As projeções indicam que, com a entrada em operação dos projetos anunciados, a oferta nacional do produto poderá alcançar cerca de 1,7 bilhão de litros por ano a partir de 2030. Os empreendimentos encontram-se em diferentes estágios de desenvolvimento, conforme a rota tecnológica adotada, diz nota da “CNN”.
De acordo com o Ministério de Minas e Energia, com base em dados da Empresa de Pesquisa Energética, a rota tecnológica mais imediata é a de coprocessamento, realizada em refinarias já existentes.
Nesse modelo, a Petrobras iniciou a entrega de SAF em 2025, na Refinaria Duque de Caxias, com cerca de 3 mil m³ por ano considerando a parcela renovável. O combustível utiliza um percentual de matéria-prima vegetal, como TCO (óleo técnico de milho) ou óleo de soja, processado junto ao querosene de base fóssil.

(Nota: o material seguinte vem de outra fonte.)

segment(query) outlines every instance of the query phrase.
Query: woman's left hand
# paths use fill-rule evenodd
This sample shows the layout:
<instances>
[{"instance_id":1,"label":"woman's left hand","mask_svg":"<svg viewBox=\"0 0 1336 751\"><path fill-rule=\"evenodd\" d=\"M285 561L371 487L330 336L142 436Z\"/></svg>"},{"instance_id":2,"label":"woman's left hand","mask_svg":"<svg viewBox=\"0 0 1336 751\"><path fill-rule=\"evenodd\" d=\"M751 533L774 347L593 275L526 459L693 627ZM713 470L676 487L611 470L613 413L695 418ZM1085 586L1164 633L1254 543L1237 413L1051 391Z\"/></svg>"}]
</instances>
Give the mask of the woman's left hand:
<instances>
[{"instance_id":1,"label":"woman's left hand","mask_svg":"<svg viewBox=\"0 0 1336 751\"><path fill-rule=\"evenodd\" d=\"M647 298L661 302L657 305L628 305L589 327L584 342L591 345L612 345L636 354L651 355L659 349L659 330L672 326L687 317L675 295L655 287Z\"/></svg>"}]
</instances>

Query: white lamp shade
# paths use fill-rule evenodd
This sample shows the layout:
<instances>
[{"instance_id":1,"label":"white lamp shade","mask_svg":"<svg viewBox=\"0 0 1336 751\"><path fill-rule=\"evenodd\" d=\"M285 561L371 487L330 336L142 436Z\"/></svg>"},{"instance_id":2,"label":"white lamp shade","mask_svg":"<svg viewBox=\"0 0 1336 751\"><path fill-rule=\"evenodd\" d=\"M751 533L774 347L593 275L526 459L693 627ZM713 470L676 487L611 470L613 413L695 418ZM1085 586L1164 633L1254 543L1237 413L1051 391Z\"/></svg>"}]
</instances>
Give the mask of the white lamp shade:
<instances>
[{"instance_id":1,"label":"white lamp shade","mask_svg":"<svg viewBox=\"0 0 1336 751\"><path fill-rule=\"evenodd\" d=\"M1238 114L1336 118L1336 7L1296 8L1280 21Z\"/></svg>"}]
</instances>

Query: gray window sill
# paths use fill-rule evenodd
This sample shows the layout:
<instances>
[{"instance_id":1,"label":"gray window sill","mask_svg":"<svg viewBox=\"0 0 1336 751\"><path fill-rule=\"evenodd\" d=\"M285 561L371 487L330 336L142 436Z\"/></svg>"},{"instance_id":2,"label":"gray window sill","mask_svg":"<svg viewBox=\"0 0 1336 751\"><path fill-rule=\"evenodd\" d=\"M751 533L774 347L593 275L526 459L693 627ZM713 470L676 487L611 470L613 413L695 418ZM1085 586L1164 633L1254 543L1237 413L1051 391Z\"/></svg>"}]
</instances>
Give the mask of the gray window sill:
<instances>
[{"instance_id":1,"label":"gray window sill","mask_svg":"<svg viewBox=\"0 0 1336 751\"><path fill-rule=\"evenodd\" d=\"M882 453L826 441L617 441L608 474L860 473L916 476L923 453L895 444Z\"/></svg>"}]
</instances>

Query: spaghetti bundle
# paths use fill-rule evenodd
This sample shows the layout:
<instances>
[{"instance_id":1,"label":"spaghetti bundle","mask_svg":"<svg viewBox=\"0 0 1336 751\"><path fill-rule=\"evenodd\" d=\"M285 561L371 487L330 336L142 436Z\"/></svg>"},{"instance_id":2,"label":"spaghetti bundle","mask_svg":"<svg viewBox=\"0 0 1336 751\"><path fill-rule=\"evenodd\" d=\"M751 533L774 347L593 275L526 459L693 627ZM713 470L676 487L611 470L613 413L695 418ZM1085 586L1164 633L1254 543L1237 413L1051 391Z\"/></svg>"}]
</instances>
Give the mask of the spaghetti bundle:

Outro projeto considerado em estágio avançado é o da Refinaria Riograndense, localizada em Rio Grande (RS). A refinaria está investindo na produção de combustíveis avançados a partir da rota HEFA (Ésteres e Ácidos Graxos Hidroprocessados), que permite a produção de diesel verde (HVO), SAF e nafta verde.
Em teste realizado em dezembro de 2025, a refinaria obteve sucesso com combustível 100% renovável, processando TCO e óleo de soja. Dados do governo federal indicam que a refinaria deve iniciar a produção do SAF em 2028, com cerca de 520 mil m³/ano.
Também é possível produzir o combustível sustentável de aviação a partir de óleos vegetais, gorduras e resíduos. Essa é a aposta da Acelen, que está desenvolvendo SAF com óleo de macaúba. O CEO da empresa, Luiz de Mendonça, avalia ser possível comercializar o combustível sustentável de aviação já em 2028.
No entanto, o maior desafio da empresa é ter matéria-prima suficiente para abastecer a planta em seus primeiros anos de funcionamento. Por essa razão, nessa primeira etapa, o SAF da Acelen será produzido com óleo de soja certificado e óleo de cozinha reciclado. A ideia é introduzir o óleo de macaúba na biorrefinaria gradualmente a partir de 2029.
Outra aposta do setor é na rota Alcohol-to-Jet (ATJ). Embora considerada promissora, a tecnologia ainda está em fase de consolidação. A Petrobras planeja produzir SAF por essa tecnologia a partir de 2033 na Refinaria de Paulínia, com produção estimada de 420 mil m³ por ano.